I've been looking into some of the WYSIWYG editors (TinyMCE, FCKEditor, etc.) and they all seem to offer a lot of options.

However, one vital feature that seems to lack is a simple "add custom html" option which would allow the user to input any of these embed-snippets you find all around the web these days, for example a youtube video. This is different than a "edit html/source" feature as that requires actual knowledge of html and there is the risk of the user writing invalid code.

Another issue that I couldn't find much about is the output html. How would I make sure that this output causes no security invulnerabilities? Even when the user has the ability to add his own html?

So, basically, is there an open source WYSIWYG editor which covers these 2 features?

+1  A: 

FCKEditor achieves this via plugins. e.g. http://sourceforge.net/projects/youtubepluginfo/

Martin Smith
The YouTube embed was just an example, I'm looking for a feature which allows the user to embed any html snipper. This would work for youtube videos, vimeo, but also google gadgets, etc. Any service that offers embedding html snippets.
Tom
Ah right, I'm pretty sure this would be very easy to do as a plugin as well but then you'd have to worry about the security stuff as you say. I'm not really sure what your threat model is. If this is a public website then it will still be possible for people to inject arbitrary HTML into the request submitted to the server regardless of what functionality you expose in the WYSIWYG editor.
Martin Smith
Yeah, the output will be checked server-side. I am amazed though that such html snippet feature doesn't exist by default. I think the problem lies in the visual positioning of the html result. Eg. if you embed a youtube video, how are you going to position it without knowledge of html?
Tom
@Tom I think the reason why "insert HTML snippet" doesn't exist is that it's a one-way street only: Once the HTML is injected, there's no way to select that injected snippet and edit it again. Plus, the danger of injecting invalid HTML is *huge*. If you force people to open the source code view and make their edits there, they are at least likely to know what they're doing.
Pekka
Martin Smith
That plugin seems outdated as the project seems to have evoled in CKEditor. I'm going to see if there are any more suggestions and if not will give such plugin a try.
Tom
+1  A: 

For the first part, you either have the "view source" view of the editor or, if that is too complex, I'm pretty sure such plugins already exist for all major editors. If they don't, building a "insert arbitrary HTML" plugin should be easy to implement by tweaking another simple plug-in like the youTube one linked to in Martin's answer.

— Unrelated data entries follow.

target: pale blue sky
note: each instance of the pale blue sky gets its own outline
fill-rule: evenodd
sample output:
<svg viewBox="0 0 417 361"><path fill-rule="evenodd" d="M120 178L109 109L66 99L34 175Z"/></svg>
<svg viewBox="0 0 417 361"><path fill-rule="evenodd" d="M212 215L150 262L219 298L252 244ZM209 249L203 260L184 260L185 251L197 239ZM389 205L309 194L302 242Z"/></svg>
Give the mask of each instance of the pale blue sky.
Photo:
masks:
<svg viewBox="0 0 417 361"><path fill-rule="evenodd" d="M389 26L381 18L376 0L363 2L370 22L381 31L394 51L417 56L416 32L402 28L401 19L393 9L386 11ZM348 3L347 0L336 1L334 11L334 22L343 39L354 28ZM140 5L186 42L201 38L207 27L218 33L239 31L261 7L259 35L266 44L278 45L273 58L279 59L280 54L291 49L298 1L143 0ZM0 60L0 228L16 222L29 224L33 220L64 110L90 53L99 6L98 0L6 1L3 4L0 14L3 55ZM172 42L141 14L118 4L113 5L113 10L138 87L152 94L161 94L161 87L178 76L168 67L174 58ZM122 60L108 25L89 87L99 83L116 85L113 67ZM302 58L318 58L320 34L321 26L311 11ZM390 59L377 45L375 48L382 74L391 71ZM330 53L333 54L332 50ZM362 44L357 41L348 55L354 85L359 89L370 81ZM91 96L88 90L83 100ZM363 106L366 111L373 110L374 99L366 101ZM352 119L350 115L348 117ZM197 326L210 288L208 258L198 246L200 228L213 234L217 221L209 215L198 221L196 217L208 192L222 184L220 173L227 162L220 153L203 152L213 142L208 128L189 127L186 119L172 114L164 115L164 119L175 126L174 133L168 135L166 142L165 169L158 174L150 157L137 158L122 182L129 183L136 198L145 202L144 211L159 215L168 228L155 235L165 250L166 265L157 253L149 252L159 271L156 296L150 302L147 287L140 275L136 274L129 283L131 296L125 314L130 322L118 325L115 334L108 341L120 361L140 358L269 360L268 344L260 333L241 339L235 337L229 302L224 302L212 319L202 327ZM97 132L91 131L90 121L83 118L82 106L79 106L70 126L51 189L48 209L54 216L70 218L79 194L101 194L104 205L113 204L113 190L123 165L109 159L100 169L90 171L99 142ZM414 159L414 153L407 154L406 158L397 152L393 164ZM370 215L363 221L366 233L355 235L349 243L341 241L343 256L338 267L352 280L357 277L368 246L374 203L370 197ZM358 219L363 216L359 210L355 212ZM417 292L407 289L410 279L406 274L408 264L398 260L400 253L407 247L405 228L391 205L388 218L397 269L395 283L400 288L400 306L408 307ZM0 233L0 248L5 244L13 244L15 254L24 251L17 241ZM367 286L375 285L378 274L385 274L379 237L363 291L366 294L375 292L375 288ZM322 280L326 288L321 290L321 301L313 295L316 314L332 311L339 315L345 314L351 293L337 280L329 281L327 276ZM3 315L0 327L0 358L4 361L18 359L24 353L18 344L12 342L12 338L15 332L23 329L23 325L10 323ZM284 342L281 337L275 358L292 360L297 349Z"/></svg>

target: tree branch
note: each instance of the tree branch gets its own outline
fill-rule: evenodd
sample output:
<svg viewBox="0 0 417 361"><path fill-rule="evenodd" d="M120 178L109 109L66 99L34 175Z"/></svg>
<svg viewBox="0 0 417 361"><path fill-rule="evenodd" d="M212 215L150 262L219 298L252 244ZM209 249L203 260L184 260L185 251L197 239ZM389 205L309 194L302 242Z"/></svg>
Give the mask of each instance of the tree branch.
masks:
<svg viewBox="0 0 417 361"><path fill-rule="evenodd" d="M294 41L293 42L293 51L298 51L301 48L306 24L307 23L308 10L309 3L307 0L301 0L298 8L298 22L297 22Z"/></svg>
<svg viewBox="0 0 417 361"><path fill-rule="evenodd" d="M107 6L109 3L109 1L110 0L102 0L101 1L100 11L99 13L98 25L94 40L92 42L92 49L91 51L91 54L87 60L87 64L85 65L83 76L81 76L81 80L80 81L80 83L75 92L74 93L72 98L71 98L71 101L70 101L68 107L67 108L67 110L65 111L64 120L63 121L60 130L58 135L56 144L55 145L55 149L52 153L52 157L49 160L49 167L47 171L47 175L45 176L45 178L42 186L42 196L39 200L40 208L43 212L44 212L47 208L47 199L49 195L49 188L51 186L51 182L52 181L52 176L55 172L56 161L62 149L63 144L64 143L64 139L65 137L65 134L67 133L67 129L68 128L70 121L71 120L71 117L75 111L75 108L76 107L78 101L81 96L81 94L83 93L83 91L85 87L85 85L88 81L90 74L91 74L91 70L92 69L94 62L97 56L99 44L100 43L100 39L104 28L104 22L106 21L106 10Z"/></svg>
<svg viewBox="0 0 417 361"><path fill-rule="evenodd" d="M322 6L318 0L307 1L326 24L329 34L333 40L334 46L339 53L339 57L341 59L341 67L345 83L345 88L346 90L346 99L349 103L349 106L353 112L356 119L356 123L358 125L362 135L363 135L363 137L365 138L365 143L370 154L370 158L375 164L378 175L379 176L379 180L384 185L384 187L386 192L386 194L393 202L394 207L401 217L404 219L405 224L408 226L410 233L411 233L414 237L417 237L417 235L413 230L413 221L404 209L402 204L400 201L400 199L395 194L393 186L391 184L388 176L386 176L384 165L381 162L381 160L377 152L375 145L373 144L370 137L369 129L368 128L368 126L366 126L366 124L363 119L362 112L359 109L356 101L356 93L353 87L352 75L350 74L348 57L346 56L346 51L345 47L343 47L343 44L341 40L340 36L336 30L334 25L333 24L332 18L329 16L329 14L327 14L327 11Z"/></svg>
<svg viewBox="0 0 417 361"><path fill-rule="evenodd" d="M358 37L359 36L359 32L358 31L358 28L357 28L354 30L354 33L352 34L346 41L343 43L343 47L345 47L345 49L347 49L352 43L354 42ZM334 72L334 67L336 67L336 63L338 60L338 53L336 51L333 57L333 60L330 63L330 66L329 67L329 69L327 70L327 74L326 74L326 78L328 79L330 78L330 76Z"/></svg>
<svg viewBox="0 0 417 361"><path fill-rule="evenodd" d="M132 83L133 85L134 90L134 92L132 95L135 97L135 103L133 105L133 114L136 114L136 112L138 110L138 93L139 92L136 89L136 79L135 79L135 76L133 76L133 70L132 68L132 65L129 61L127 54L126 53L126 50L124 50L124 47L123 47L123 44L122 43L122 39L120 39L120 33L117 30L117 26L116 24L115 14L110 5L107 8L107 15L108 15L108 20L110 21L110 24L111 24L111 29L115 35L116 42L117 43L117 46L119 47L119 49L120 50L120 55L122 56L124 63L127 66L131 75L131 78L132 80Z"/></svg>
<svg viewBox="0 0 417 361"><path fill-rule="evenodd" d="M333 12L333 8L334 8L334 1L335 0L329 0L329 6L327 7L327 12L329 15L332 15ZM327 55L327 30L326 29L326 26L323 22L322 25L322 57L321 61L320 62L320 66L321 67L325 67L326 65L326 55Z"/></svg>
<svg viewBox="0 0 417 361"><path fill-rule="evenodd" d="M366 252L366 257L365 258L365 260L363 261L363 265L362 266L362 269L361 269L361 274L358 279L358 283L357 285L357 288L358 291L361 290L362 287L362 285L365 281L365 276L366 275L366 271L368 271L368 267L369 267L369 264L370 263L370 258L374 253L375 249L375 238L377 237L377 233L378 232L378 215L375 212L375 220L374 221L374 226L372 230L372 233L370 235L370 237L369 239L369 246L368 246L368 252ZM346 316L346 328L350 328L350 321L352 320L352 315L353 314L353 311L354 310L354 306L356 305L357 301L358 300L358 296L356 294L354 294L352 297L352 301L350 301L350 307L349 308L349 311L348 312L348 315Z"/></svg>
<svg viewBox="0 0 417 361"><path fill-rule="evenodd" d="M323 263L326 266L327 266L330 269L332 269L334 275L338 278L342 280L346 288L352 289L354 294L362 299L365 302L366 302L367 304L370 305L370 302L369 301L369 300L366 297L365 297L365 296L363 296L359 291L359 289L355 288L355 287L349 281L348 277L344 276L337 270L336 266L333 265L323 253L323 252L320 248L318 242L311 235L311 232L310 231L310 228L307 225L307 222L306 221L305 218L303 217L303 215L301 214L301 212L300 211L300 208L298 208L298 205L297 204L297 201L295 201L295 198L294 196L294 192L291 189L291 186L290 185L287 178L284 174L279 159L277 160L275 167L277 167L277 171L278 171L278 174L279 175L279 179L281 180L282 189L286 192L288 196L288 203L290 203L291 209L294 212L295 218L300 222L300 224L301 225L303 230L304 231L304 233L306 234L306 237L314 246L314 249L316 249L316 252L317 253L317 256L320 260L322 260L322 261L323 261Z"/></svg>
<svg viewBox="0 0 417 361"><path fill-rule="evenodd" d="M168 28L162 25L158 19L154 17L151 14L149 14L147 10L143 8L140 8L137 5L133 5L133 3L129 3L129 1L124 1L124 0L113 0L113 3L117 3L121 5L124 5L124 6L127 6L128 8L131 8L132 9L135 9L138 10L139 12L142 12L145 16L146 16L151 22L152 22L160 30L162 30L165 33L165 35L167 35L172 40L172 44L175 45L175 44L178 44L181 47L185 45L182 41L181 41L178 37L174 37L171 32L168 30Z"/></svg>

The second part - sanitizing the incoming HTML - is impossible to achieve in the WYSIWYG editor itself, because it acts solely on the client side, and fills content into a form input that could be manipulated anyway, even though you turn off the "custom HTML" function in the editor.

Therefore, the sanitizing of the HTML needs to take place on server side. If you can use PHP, a tool that looks very good to me from the outside - I haven't worked with it but plan to in the near future - is HTML Purifier. It claims to produce reliable HTML with minimum hassle.

Pekka
Thanks for mentioning HTML Purifier, seems good.